Here's how Queensland University cultural anthropologist Graham St John described the fire-frenzy at one of these annual Confests, started with the help of former Labor Deputy Prime Minister Jim Cairns and now a must-go for witches, pagans, nudists, vegans, artists and failures:

'One hundred females danced in a circle pulsating towards and out from the centre (a fire) chanting to a steadily increasing drum beat." Then "dancers, many of whom were naked, with mud, ochre and paint-based body and facial designs, gestured frenetically" to music.

Thorpe's fire at the Botanic Gardens burned less bright, but callers to 774 ABC talkback were almost in ecstatic tears as they told of having been "smoked" there.

As Age columnist Tracee Hutchison, mystically wrote, this was an "ancient and gentle healing ritual", and she felt "humbled" that "the Fire Man" who smoked her "thinks I've got some kind of blackfella spirit inside me".

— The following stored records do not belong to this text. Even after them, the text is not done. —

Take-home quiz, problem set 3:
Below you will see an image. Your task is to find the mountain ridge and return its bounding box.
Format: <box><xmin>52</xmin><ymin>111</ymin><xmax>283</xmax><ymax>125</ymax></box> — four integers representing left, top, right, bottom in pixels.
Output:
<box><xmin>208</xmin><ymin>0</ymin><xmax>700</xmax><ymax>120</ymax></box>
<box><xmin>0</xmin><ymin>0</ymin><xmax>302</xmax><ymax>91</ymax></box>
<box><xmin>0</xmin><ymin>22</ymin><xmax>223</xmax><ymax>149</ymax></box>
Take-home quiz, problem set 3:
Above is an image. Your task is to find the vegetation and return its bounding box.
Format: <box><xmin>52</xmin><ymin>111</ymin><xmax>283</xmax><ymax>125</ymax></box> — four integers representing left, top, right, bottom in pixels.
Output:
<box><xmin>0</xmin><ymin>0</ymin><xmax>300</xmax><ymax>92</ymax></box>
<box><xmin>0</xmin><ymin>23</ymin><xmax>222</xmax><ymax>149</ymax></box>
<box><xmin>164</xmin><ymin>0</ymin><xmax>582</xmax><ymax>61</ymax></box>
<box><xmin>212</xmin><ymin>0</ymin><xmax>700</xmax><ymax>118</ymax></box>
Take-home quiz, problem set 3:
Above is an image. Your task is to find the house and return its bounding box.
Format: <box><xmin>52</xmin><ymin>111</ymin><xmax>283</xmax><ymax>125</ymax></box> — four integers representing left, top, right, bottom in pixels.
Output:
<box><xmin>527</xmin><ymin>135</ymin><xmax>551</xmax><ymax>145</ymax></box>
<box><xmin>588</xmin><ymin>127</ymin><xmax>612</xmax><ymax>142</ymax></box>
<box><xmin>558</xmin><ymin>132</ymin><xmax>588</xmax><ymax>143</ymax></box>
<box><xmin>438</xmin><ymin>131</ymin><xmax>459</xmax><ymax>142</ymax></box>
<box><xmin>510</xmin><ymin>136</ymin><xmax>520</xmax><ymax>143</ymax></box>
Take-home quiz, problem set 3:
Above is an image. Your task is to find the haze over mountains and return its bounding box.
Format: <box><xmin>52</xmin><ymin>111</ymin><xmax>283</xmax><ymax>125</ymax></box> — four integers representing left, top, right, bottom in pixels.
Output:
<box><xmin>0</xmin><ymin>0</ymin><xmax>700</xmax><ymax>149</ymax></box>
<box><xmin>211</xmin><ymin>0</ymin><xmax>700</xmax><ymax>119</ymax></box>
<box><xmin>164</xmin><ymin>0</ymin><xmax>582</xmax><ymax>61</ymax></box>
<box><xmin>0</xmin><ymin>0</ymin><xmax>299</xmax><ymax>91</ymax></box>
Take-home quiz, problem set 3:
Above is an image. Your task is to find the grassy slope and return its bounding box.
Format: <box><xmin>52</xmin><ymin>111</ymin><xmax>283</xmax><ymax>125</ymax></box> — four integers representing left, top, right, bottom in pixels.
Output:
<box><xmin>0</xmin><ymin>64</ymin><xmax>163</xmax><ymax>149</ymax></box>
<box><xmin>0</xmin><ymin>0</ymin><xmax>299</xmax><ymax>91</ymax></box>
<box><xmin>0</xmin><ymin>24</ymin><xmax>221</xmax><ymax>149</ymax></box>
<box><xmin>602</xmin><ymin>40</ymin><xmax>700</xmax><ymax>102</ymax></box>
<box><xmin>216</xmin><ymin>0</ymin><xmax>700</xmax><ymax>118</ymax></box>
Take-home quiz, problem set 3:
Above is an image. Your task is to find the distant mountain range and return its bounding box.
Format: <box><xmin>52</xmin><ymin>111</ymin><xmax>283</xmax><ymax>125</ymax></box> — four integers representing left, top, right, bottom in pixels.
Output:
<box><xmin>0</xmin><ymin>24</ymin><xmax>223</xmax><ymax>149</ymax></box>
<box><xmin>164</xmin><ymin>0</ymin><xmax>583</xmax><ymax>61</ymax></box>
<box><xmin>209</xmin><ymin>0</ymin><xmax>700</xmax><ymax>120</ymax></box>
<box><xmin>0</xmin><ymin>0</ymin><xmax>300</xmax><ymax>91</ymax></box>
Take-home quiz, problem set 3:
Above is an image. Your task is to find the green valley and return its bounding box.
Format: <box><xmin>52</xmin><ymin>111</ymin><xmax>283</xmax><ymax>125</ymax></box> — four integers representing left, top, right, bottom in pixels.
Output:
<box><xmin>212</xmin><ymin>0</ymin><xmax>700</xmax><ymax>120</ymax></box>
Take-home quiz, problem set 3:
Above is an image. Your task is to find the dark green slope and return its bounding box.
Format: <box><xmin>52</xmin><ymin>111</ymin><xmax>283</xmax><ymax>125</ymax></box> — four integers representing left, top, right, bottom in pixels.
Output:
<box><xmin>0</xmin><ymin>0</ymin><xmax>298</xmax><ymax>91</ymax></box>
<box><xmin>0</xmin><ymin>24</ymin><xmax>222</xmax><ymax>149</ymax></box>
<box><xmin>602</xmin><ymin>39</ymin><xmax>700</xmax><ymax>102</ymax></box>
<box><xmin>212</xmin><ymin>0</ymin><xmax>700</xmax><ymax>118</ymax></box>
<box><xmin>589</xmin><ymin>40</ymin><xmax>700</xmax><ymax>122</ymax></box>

Aboriginal Affairs Minister Gavin Jennings, easily sucked in by black spin, even seemed to tell protesters he was comfortable with fencing off their "sacred" blaze.

Hundreds of eco-ferals meanwhile camped with the Black GST to get in touch with that re-imagined Aboriginal spirituality, around a fire that the grovelling council promised yesterday it might keep burning forever.

Of course, if they really wanted the sniff of a genuine black camp they could have pitched a tent in the river bed at Alice Springs, but the boozy, brawling reality isn't what such folk desire.

Ernie Dingo of The Great Outdoors might even have let them camp in the horse paddock of his 4ha Brisbane home, but they prefer their blacks primitive and poor, not rich and sophisticated.

And so they camped among the New Tribals who make them feel closest to the Nature gods they've always dreamed of. But how Aboriginal was any of this really?

Ask Graham Atkinson, a Yorta Yorta man who co-chairs the Victorian Traditional Owners Land Justice Group, and he'll tell you Thorpe and his crew are just blow-ins who are causing trouble and should "now pack up and call it a day".

Local Wurundjeri "elder" Ian Hunter also wants them kicked out. I'd have asked the rival Boonerwrung land councils what they think of Thorpe, too, but I doubt they're any more the voice of Melbourne's "real" Aborigines, given the spokesman of one is a white restaurateur and the other is an activist from Western Australia.

But it's not Aborigines who made a hero of Thorpe anyway. That was instead the folly of eco-ferals and their sympathisers in the bureaucracy, who see in him the Noble Savage they've always wanted to light their fire.